In March of this year, a case that circulated among trade associations drew attention: a small shopkeeper finalized a sale after the customer presented a scheduled Pix voucher. The payment was never completed, and the loss only appeared hours later. Situations like this have been repeated and happen in parallel to recent changes announced by the Central Bank of Brazil, which in February 2026 updated Pix security mechanisms, including adjustments to the return process in cases of fraud.
For Reginaldo Stocco, CEO of vhsys, the most common mistake is to treat the voucher as payment confirmation.“The only sure way to validate a sale is to confirm that the value has actually entered the company account and this needs to be part of the process, not the interpretation of who is in the” cashier, he says.
In practice, avoiding this type of scam involves organizing the flow of receipt clearly and objectively. The first step is to define a simple rule: the sale is only completed when the payment appears in the financial system or on the statement in real time. This eliminates decisions based only on the appearance of a voucher and reduces the risk of error in times of greatest movement.
Another important point is to standardize the behavior of the team.
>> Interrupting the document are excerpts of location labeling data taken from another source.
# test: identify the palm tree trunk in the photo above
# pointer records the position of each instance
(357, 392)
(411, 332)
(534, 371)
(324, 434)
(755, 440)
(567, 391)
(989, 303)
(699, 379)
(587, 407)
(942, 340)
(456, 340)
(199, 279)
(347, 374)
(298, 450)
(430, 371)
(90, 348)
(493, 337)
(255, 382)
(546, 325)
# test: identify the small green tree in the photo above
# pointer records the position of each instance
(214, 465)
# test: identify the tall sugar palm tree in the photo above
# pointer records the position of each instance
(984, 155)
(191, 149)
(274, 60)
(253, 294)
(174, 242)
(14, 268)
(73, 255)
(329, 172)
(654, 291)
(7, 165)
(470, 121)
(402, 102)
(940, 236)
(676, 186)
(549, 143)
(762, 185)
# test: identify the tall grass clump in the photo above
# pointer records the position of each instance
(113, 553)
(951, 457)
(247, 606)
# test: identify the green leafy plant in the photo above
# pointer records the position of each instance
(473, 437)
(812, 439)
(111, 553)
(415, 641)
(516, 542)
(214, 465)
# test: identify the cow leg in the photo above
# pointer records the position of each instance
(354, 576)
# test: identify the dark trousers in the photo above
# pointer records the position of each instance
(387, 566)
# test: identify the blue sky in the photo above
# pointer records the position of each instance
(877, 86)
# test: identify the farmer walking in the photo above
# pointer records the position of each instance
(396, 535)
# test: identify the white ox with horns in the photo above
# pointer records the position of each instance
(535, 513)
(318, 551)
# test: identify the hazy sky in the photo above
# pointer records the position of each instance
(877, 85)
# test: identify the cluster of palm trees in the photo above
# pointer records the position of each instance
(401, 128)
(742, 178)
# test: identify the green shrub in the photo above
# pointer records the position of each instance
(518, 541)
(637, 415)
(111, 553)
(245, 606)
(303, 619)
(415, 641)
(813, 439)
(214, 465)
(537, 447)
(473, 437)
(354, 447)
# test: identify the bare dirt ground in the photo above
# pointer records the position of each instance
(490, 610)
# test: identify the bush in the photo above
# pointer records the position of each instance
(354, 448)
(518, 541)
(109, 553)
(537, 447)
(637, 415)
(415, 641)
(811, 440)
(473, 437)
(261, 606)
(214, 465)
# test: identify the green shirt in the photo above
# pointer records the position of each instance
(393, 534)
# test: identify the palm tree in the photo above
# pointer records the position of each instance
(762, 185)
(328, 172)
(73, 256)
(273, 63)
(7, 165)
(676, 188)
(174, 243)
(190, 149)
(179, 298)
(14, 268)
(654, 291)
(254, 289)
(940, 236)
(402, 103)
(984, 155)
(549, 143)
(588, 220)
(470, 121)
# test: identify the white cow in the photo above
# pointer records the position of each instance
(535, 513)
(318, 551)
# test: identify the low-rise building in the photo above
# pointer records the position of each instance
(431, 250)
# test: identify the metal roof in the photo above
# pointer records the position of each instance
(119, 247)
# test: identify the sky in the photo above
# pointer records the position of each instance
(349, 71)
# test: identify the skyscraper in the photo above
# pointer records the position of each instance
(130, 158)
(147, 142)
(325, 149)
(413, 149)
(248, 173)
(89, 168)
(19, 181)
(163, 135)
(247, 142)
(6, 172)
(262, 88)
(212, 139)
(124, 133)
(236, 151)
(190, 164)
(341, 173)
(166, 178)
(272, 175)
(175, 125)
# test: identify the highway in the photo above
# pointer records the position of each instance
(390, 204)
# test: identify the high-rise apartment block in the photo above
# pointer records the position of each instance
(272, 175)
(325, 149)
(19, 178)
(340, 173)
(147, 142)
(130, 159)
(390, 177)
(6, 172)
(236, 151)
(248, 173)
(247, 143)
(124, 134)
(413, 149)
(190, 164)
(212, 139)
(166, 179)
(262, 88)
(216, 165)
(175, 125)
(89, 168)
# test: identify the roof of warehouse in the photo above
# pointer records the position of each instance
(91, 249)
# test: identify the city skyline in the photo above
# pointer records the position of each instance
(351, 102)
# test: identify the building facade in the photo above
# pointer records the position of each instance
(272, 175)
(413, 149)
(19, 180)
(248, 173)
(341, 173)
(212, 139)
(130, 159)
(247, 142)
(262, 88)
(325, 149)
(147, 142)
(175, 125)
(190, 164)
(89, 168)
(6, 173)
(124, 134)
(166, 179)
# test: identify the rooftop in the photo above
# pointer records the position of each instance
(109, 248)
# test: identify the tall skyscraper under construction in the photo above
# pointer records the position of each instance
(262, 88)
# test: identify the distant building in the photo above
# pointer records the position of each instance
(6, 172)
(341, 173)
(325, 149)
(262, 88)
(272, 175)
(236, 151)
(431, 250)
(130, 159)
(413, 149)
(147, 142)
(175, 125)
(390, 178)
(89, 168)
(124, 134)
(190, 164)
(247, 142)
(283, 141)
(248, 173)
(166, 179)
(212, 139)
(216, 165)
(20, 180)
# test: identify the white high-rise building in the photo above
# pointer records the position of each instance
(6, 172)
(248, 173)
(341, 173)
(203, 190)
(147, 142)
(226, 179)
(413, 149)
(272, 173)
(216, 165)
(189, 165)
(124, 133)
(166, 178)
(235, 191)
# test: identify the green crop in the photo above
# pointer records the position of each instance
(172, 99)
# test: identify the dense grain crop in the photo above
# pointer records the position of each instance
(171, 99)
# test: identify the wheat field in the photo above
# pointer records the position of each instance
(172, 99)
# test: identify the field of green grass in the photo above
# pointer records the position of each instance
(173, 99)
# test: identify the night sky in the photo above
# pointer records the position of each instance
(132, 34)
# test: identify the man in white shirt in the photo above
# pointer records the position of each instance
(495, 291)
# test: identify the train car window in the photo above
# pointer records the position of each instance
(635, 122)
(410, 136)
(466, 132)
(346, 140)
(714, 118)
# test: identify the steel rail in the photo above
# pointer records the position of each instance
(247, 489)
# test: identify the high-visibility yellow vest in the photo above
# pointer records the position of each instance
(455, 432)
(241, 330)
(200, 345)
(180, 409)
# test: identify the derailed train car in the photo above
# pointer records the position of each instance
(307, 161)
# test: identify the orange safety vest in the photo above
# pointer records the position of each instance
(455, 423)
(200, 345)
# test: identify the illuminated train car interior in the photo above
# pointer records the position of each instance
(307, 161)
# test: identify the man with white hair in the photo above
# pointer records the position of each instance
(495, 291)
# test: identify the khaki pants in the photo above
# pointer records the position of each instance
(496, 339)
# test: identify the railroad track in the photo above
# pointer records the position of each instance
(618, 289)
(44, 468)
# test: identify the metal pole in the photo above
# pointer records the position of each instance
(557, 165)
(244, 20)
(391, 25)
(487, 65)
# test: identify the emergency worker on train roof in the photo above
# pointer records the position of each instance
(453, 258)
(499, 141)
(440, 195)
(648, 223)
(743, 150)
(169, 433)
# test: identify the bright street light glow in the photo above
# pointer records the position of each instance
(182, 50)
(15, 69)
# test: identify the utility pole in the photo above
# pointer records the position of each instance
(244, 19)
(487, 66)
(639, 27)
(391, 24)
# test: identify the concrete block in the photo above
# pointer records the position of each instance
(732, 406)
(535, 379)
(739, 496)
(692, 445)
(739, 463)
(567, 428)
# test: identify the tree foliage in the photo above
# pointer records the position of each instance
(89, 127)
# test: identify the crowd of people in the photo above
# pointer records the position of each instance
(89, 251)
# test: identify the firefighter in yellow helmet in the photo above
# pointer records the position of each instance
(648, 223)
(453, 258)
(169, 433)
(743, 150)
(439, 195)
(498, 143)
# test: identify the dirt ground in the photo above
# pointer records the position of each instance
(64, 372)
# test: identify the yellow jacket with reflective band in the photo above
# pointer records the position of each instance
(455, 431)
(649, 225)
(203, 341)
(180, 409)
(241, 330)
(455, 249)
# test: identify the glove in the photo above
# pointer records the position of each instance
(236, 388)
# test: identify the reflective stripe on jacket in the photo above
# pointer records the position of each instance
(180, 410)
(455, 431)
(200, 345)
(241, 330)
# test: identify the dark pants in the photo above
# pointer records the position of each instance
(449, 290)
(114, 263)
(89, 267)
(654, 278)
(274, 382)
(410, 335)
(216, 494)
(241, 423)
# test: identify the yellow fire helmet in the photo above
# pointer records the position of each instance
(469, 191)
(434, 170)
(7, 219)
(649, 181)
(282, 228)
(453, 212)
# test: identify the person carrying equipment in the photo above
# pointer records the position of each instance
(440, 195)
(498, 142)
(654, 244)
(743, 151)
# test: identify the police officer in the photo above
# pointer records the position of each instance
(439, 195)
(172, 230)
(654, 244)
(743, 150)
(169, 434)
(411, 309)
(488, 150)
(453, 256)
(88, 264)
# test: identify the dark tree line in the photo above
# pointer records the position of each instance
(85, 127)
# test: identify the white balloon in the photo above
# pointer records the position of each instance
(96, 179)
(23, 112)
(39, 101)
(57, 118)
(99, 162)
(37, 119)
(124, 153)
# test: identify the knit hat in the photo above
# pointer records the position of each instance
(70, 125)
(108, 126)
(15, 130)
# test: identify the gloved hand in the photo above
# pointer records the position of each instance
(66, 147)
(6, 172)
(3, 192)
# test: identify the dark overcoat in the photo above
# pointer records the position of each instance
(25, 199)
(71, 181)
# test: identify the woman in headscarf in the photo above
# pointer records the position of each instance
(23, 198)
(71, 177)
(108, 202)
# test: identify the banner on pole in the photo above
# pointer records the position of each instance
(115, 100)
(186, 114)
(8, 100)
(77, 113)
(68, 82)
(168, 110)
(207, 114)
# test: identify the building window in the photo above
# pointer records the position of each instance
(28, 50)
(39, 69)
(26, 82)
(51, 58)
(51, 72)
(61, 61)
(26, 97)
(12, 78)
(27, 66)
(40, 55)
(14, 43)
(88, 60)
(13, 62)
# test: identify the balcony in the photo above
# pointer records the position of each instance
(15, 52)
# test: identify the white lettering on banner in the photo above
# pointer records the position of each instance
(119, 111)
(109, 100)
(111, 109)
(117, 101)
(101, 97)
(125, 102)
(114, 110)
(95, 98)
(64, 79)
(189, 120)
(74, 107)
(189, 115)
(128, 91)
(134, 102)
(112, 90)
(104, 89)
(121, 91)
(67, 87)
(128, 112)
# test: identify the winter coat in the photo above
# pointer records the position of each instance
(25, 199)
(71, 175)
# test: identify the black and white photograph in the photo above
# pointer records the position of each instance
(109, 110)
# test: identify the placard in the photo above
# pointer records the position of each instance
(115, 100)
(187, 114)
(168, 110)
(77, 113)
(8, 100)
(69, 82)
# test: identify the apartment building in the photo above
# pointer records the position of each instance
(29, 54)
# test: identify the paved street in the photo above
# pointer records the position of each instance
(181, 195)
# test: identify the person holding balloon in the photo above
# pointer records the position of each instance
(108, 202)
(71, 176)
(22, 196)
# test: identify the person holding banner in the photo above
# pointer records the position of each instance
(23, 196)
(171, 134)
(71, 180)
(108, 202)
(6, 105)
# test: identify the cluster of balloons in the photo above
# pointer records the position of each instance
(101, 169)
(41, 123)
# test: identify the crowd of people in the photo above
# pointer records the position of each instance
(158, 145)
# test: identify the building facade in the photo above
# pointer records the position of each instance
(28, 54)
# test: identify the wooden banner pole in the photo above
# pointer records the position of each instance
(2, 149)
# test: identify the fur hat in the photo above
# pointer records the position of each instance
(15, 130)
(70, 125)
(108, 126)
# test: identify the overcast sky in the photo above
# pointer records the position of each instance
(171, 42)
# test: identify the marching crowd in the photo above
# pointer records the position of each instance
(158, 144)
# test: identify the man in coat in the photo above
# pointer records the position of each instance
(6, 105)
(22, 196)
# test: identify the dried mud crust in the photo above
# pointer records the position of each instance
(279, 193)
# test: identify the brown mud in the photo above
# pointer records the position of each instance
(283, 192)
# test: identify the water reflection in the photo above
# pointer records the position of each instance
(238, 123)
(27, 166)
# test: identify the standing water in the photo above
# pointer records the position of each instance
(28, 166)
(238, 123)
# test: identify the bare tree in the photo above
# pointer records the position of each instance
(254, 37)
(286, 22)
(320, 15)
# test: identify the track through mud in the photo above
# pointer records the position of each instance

The cashier needs to know exactly what to check before releasing the sale: identify if the Pix was actually completed (and not just scheduled), check if the amount received corresponds to the purchase and avoid validating payments only for images sent or presented by the customer. When this process is clear, the chance of fraud decreases.
The technology comes as a direct reinforcement in this routine. Management systems that connect to the bank allow to automatically follow the payment entries, reducing the need for manual conferencing.This means that the system itself signals when the value was received, bringing more security and agility to the operation, especially in businesses with high sales volume.
“When the process is well defined and supported by technology, the risk is controlled by the operation itself. This is what protects the cashier on a daily basis, without locking the sale and without complicating the service”, concludes the CEO.